Perhaps one the most important things, if not the most important thing, in yoga is the breath. Breathing is our life force. No one will argue with that, because it is inherently true: we all need to breathe to survive. Yet for a lot of people, including myself, paying attention to one’s breath is rarely, if ever, part of one’s regular habits.
Listening to your breath requires a mind that is present and focused. Because breathing is such a natural part of the human experience, it can be difficult to truly appreciate it’s value; yet when we approach it with mindfulness, all sorts of things reveal themselves.
This week, I discovered a few of those things. The first, and perhaps the most important, was this:
When I pay attention to my breathing, I become truly present in the moment.
In fact, time seems to slow down when I close my eyes and inhale – I think about the air flowing in through my nose and into my lungs, and sometimes I even picture it circulating, creating a current of energy in my body and casting light and space into areas which may be cramped or closed in on themselves. As I exhale, I expel negative energy, emotions, thoughts, feelings, and carbon dioxide. It is cleansing, refreshing, and a wonderful way to re-start if I feel stressed, overwhelmed, or out of control.
When I feel pressed for time, or anxious because there I have some sort of obligation looming over my day, I am able to return to the breath and be in the moment. I won’t lie to you and say that this helps my problems go away, and it definitely doesn’t get me out of pressing social engagements, but it does help me search myself for the strength, courage, and peace I need to go and conquer my day.
When I breathe mindfully, I tell my body to relax.
More than that, there is a practical side to mindful breathing. Actively inhaling and exhaling, using the muscle in your lower torso called the diaphragm, helps you to relax and settle into a calm and meditative state. In my case, this is extremely useful for relieving anxiety – and the best part is, I can use this technique anywhere: in the car, in the shower, at work in class, before bed. This technique is always accessible.
It is particularly powerful in my life because it is the opposite of the fight-or-flight mechanism we have as a natural part of our lives. It helps us to stay calm in situations where our natural response is to freak out and run away (trust me, I’ve been through this many, many times). As mentioned earlier, it’s a way to take control over my brain when it’s panicking. When done correctly, deep breathing helps you to be in charge of yourself – when everything else around you is spiraling down into chaos.
When I am truly present, I am better prepared to care for my mental and physical states.
Deep breathing is a personal experience. It is also exploratory, and through regular practice one can discover unresolved tension hidden in the mind and in the body.

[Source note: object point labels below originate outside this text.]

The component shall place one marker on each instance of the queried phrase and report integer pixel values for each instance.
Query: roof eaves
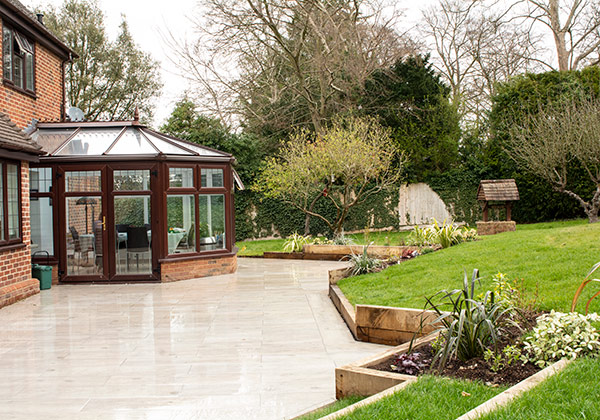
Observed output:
(210, 149)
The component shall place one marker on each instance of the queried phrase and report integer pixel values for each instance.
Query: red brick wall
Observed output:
(46, 106)
(15, 265)
(191, 269)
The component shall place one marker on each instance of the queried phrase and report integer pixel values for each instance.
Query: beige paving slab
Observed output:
(258, 344)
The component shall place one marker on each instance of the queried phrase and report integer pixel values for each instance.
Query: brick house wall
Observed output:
(15, 264)
(48, 100)
(46, 104)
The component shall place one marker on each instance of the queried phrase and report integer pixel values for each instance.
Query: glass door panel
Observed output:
(84, 236)
(133, 250)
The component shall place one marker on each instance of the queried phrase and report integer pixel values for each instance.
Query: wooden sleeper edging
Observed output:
(490, 405)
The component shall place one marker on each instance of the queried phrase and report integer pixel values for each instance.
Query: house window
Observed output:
(18, 57)
(10, 202)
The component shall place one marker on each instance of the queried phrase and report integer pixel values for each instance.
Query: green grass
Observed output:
(428, 398)
(554, 256)
(572, 394)
(256, 248)
(338, 405)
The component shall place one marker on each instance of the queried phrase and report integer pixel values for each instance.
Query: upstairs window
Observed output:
(18, 56)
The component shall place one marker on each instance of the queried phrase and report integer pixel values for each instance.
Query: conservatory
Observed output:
(117, 201)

Just this morning, I was practicing deep breathing and discovered that I had a stitch in my left side. I had only just gotten out of bed, and I had no idea where it came from, but I was able to stretch it out and, in the process, discovered something out of alignment which I was able to put back into place.
This is true for the mind as well. Many times I’ll be practicing deep breathing and feel the urge to cry – this urge usually stemming from repressed emotions. In fact, these emotions are, most of the time, not even a mystery to me. When the tears come, days in waiting, I know immediately why: these are the tears of frustration I didn’t shed in the car yesterday, or the tears of sadness I didn’t cry when I was feeling blue three or four days before that.
When I am present in the moment, I am able to tend to these unresolved issues in a private, healthy manner. This is just one of the unexpected side-effects of deep breathing!
All in all, deep breathing is just better for you.
You don’t have to trust my word for it – although I spent a week practicing breathing, and doing very little else, so you can if you want – just google deep breathing benefits and hundreds of sources will pop up. Some of them will even be legit!
This week has been a really rough week for me. I’ve been insanely busy, and it’s been tempting to curl up in a stressed-out fetal position instead of face my life. But through yoga, and by focusing on deep breathing, I’ve found a little pocket of peace where I can exercise control and still enjoy my life.
What’s your experience with deep breathing? Any yogi thoughts you want to share? I can’t wait to hear from you!